Sections 6.1, 6.2, and 6.3 of the textbook show how to formalize this argument by adapting the banker's method to account for lazy evaluation.
PhysicistsQueue.elm
The textbook describes another way to implement a strategy similar to the one employed by BankersQueue
. In that version, the (incremental) append
function waits until front
becomes empty before applying the (monolithic) reverse
function to back
.
Because the back
list is only ever processed by monolithic functions, there is no need for it to be represented using a ThunkList
. Thus, one change to the representation is to use an ordinary List
for back
.
type Queue a =
Q { ...
, back : List a
}
Using this representation, the key operation from before becomes
appendThunkListAndList front (List.reverse back)
where
appendThunkListAndList : ThunkList a -> List a -> ThunkList a
is an incremental function. (Exercise — Implement appendThunkListAndList
.)
Because this function, like append
, is incremental, the resulting list is not entirely evaluated right away. As it turns out, because of the expensive reverse
within the append
ed list, the amortized analysis can be made to work even if this concatenation is performed eagerly. Thus, a second change to the representation is to store front
as a Thunk (List a)
(an ordinary List
that is suspended) rather than a ThunkList a
(a stream).
type Queue a =
Q { ...
, front : Thunk (List a)
, back : List a
}
Using this representation, the key operation from before is simply:
force front ++ List.reverse back
A consequence of this representation is that peek
and dequeue
must force
the entire suspended front
list. To reduce the costs of these operations, the final change to the representation is to keep an additional (evaluated) List
that is a prefix
of (the suspended List
) front
to facilitate fast access to the front of front
.
-- invariants:
-- frontSize >= backSize
-- prefix == [] ==> front == []
--
type Queue a =
Q { prefix : List a
, frontSize : Int
, front : Thunk (List a)
, backSize : Int
, back : List a
}
Like in the BankersQueue
, the size of the back
is never allowed to become larger than the front
. In addition, pre
is allowed to be empty only if front
is empty. The check
and checkPrefix
functions enforce these invariants.
check prefix frontSize front backSize back =
if frontSize >= backSize then
checkPrefix prefix frontSize front backSize back
else
let newFront = lazy (\_ -> force front ++ List.reverse back) in
checkPrefix prefix (frontSize + backSize) newFront 0 []

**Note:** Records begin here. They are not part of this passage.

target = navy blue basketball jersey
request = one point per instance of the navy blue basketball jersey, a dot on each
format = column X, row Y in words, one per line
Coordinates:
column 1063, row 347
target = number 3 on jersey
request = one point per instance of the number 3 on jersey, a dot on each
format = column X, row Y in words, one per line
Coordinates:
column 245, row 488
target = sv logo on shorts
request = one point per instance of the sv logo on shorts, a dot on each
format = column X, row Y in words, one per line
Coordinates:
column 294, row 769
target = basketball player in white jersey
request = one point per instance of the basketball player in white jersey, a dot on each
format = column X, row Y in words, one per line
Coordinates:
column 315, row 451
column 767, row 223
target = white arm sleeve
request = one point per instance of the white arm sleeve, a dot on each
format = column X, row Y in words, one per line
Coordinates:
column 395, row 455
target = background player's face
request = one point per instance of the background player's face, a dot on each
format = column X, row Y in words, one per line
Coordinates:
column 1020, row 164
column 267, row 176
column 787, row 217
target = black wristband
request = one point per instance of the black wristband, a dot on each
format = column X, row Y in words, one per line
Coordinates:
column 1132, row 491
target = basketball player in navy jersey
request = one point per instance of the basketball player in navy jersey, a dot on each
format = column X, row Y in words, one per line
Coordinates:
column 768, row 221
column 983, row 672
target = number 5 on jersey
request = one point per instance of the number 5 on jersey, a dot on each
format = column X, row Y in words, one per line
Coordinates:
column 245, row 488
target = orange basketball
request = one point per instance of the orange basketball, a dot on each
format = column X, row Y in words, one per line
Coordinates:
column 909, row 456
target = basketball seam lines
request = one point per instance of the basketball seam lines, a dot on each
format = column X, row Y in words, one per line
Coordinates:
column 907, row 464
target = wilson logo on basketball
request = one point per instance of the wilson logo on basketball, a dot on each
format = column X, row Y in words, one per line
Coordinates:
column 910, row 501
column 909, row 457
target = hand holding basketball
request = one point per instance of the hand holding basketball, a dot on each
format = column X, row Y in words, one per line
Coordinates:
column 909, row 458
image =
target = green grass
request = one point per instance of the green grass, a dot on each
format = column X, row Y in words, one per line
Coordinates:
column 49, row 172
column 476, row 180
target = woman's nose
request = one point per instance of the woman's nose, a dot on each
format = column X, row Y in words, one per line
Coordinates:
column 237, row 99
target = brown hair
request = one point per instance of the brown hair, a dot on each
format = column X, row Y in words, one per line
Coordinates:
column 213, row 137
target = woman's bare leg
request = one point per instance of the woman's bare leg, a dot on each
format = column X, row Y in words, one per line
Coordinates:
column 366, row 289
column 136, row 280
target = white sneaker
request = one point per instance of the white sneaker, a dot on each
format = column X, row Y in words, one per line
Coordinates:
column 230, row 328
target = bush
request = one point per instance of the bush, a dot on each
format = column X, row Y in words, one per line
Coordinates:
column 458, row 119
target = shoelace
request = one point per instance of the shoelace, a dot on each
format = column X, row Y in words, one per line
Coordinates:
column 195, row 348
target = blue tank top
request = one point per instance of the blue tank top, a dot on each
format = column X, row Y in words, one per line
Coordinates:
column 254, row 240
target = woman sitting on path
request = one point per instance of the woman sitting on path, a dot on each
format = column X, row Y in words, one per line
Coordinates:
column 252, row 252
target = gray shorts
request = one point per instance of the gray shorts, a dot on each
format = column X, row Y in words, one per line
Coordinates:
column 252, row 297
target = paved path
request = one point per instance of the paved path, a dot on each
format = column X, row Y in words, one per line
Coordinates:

checkPrefix prefix frontSize front backSize back =
let
newPrefix =
case prefix of
[] -> force front
_ -> prefix
in
Q { prefix = newPrefix
, frontSize = frontSize
, front = front
, backSize = backSize
, back = back
}
The enqueue
operation adds to the back
and peek
pulls from prefix
, the partially evaluated front of the front
.
enqueue : a -> Queue a -> Queue a
enqueue x (Q {prefix, frontSize, front, backSize, back}) =
check prefix frontSize front (backSize+1) (x::back)
peek : Queue a -> Maybe a
peek (Q {prefix}) =
List.head prefix
The dequeue
operation "tails" both prefix
and front
:
dequeue : Queue a -> Maybe (Queue a)
dequeue (Q {prefix, frontSize, front, backSize, back}) =
if frontSize == 0 then
Nothing
else
case (prefix, force front) of
(_ :: prefix_, _ :: front_) ->
Just (check prefix_ (frontSize-1) (lazy (\() -> front_)) backSize back)
_ ->
Debug.todo "dequeue"
Section 6.4 of the textbook shows how to adapt the physicist's method to account for lazy evaluation and use to argue that this implementation, like the BankersQueue
, has O(1) amortized costs even in the face of persistent access.